While Avi’s mother wrote a formal proposal, the kids began writing letters to encourage the foundation to help Shmuely. Some of them typed their letters; others took pen to paper and wrote heartfelt notes by hand.
‘He Likes to Have Fun’
“Writing everything is sometimes hard,” says 12-year-old Rebecca Kalmar, who also participated in the letter-writing campaign. “It’s hard to put things into words, but I knew Shmuely and wanted to help him because he’s a friend.”
In her letter, Rebecca wrote that despite being in a wheelchair, Shmuely “is very positive, and his friends can always learn from him. He is a very kind and thoughtful person who loves nature. ... He likes to have fun, whether he is catching grasshoppers in the grass or playing games on the computer.”

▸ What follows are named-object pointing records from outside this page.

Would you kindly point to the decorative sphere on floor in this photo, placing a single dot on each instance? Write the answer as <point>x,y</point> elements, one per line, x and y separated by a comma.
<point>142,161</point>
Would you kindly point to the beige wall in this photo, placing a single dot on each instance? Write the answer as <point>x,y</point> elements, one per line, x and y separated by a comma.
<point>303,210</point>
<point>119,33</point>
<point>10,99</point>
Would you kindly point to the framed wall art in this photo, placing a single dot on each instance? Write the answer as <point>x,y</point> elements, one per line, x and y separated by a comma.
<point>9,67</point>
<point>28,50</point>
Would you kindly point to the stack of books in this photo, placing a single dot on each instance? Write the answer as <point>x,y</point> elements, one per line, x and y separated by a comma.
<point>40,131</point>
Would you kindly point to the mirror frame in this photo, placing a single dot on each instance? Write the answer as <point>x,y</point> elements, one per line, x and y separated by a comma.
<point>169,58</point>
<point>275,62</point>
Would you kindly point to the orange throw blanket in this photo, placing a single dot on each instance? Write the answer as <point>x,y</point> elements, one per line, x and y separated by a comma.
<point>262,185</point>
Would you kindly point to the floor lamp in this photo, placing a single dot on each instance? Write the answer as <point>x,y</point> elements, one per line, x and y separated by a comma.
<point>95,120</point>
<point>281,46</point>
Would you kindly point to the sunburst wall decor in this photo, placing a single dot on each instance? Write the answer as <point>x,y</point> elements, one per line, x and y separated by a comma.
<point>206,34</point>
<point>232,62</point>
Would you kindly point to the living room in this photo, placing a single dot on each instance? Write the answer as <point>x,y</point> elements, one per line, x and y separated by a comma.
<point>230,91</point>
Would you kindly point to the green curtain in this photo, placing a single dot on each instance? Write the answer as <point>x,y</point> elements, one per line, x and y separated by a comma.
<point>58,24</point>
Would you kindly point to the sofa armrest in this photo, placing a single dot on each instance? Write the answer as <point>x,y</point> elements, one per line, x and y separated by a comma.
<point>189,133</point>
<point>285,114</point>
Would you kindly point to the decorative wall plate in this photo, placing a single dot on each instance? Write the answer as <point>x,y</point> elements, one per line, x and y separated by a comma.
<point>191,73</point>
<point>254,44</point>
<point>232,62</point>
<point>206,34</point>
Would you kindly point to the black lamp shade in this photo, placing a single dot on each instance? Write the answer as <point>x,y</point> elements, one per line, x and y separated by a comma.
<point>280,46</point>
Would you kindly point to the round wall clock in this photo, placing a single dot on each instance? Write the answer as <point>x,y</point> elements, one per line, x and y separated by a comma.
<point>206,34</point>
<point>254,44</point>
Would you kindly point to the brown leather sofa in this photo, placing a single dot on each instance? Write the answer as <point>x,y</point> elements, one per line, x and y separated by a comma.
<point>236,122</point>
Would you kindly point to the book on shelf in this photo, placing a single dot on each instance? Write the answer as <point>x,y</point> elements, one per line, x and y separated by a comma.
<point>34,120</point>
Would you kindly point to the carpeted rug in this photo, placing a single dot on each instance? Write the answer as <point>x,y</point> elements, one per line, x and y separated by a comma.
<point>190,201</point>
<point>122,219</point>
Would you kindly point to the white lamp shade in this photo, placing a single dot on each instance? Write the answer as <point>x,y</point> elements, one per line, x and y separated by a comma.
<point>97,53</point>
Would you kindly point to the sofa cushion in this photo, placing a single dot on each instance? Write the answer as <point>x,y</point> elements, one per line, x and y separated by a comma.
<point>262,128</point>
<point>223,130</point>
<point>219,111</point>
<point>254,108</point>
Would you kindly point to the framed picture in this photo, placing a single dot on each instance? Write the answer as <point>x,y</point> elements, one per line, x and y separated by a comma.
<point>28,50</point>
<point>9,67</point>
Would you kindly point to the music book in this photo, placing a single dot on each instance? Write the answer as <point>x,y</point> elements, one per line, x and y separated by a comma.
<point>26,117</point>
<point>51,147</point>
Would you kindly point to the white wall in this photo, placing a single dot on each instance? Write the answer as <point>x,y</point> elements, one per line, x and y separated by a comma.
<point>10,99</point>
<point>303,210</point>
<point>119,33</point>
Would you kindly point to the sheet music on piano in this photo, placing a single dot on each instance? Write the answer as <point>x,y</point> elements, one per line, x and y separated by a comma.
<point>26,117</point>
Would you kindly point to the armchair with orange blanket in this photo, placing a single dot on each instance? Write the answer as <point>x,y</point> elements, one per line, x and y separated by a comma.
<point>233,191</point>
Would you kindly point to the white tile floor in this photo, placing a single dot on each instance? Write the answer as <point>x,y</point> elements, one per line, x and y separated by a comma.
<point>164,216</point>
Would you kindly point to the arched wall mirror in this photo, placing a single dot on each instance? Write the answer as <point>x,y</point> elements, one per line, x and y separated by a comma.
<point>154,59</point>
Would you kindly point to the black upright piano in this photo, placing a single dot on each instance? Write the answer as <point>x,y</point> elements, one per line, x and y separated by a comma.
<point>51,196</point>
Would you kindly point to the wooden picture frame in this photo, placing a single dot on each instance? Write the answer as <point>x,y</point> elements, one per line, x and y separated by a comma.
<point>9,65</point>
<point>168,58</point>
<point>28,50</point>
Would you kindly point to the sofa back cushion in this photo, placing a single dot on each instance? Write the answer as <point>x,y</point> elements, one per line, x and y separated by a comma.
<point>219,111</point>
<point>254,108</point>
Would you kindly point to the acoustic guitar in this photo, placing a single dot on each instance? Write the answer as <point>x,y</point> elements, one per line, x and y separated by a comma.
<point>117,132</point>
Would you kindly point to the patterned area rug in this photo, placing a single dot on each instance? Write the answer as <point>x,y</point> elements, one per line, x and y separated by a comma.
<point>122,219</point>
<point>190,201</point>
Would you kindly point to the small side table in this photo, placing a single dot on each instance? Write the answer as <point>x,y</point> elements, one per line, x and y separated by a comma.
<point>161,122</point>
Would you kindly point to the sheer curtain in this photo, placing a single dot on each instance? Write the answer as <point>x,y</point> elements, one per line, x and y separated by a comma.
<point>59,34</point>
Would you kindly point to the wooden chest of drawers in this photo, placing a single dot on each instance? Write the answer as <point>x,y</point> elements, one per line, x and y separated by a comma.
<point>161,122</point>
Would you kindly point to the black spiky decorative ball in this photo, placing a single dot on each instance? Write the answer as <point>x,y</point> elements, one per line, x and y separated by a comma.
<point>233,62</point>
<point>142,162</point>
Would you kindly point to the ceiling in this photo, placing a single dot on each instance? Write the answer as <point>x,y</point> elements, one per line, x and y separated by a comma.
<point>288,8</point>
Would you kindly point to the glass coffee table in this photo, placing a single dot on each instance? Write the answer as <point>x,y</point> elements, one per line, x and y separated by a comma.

“I think Shmuely needs a new wheelchair because he has trouble in school and getting around in the neighborhood, and keeping up with me and his other friends,” Avi wrote. “My friend Shmuely’s old chair has trouble with the brakes and is hard to push so he can’t participate with us. ... It would make a huge difference for Shmuely to have a new chair because he could do so many more activities with us.”
Clearly, the students were on to something because their campaign caught the attention of Bryon Riesch himself.
‘We Were Completely Touched’
“Upon receiving the letters from Silas’ friends, we were completely touched. The way that each one of them sincerely crafted the letters to help out a friend in need was truly inspirational,” says Riesch, who was paralyzed from the chest down after an accident in 1998. “In today’s world, it’s refreshing to see children so unselfishly care for someone else. We were honored to be able to fulfill their request and help him live a more independent life.”
School officials were equally moved by the actions of their students.
“It’s just so touching,” says Devorah Shmotkin, principal of Hillel Academy. “There’s an inner drive and force within the students—a sense of confidence and of doing what’s right. They know what needs to be done and they will do it. It wasn’t a question of should we or shouldn’t we, but how are we going to get him there.”
The principal went on to say that “being a Jewish school, we strive all the time to make their learning come alive for them; to take what they learn in Chumash, Navi or Talmud and apply it to their lives, whether that’s building meaningful friendships with seniors in a nearby nursing home or helping one of their friends.”
“Our students have leadership skills and values you don’t often see in kids today,” says Jennifer Huber, director of development and community engagement at Hillel. “For many kids today, the logic is ‘How can I get a new Xbox or a new bicycle?’ ... a ‘What are you going to do for me?’ mentality. But for our students, it’s all about ‘How can we affect change? What can we do to create a ripple effect?’ ”
On Tuesday, the school held a special assembly where Reisch officially presented the new, sleeker and more lightweight wheelchair to Shmuely.
“I feel very privileged to have very loyal friends and am also very excited,” says Shmuely, who proudly notes that he scored his first two-point shot in basketball while a local news crew was filming a story about the wheelchair dedication.
As for Rebecca, Avi and their classmates, they don’t think they did anything all that special, even if the grown-ups around them know they did.
“It’s just helping out your friend,” says Avi. “And if you can, you should, and I think a lot of people would do it if they could.”